Die Urlesung: Burgtheater
„Obwohl 1985 kaum jemand mein Stück „Burgtheater“ gekannt hat (es wurde nur in Bonn uraufgeführt), habe ich meinen guten Namen in Österreich verloren.“ – Elfriede Jelinek ist inzwischen als Nobelpreisträgerin weltberühmt. „Burgtheater“ hingegen, ihre „Posse mit Gesang“ über nationale Selbstinszenierungen und wendig wandelbare Publikumslieblinge wie Paula Wessely, Attila und Paul Hörbiger kennt immer noch kaum jemand. 40 Jahre lang hatte Jelinek die Aufführungsrechte gesperrt.
Wenige Tage vor der überfälligen BURG-Premiere präsentiert das Ensemble von Milo Raus BURGTHEATER-Inszenierung nun in einer „Urlesung“ den gesamten Stücktext, eine Entdeckung.

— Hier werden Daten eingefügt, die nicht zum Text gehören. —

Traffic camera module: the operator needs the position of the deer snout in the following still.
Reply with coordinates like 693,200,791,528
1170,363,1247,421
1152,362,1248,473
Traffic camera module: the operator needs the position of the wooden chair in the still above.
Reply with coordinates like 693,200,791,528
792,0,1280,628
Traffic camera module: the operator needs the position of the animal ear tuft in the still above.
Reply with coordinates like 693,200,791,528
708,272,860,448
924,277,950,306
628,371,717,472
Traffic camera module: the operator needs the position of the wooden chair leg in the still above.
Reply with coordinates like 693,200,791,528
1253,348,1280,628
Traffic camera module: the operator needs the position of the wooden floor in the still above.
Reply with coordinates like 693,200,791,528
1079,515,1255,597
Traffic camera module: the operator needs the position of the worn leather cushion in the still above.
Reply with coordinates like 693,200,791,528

Kaum jemals zog Elfriede Jelinek derart gnadenlos alle komödiantischen Register; nie davor und danach war sie etwa so nah an Sprachwitz und -gewalt von Ernst Jandl und der Wiener Gruppe, wenn ihre Kunstsprache Heurigen-Lieder, Wien-Film-Dialoge oder Burg-Klassiker wie „König Ottokars Glück und Ende“ bis zur Wiedererkennbarkeit verfremdet: „Drum ist der Österreicher sang und klank, / trägt seinen Fehl, trägt offen seine Greubeln. / Bekleidet nicht, läßt lieber sich besteigen. / Und was er tut, ist froher Wuts getan.“
Besetzung
BURGTHEATER
„Wenn man’s in Wien aufführt, wird’s sicher der größte Theaterskandal der Zweiten Republik!“ Als Elfriede Jelinek 1981 ihr damals jüngstes Stück, eine „böse Posse mit Gesang“, ankündigte, da ahnte nicht einmal sie, dass BURGTHEATER auch ohne die eigentlich geplante Premiere im Burgtheater ihren Ruf als „Nestbeschmutzerin“ begründen sollte. Eine berühmte Schauspielerfamilie, Geraunze und Geraune in mörderischer Kunstsprache: Für den Schweizer Regisseur und Wiener Festwochen-Intendanten Milo Rau, dem Jelinek nun exklusiv die Rechte für eine späte Burgtheater-Premiere einräumte, werden dies nur einige der Ausgangspunkte für ein größeres szenisches Panoptikum sein: Öffentlichkeit und Anpassung, Geschichte (der BURG, des Theaters und Europas), Faschismus und Verdrängung.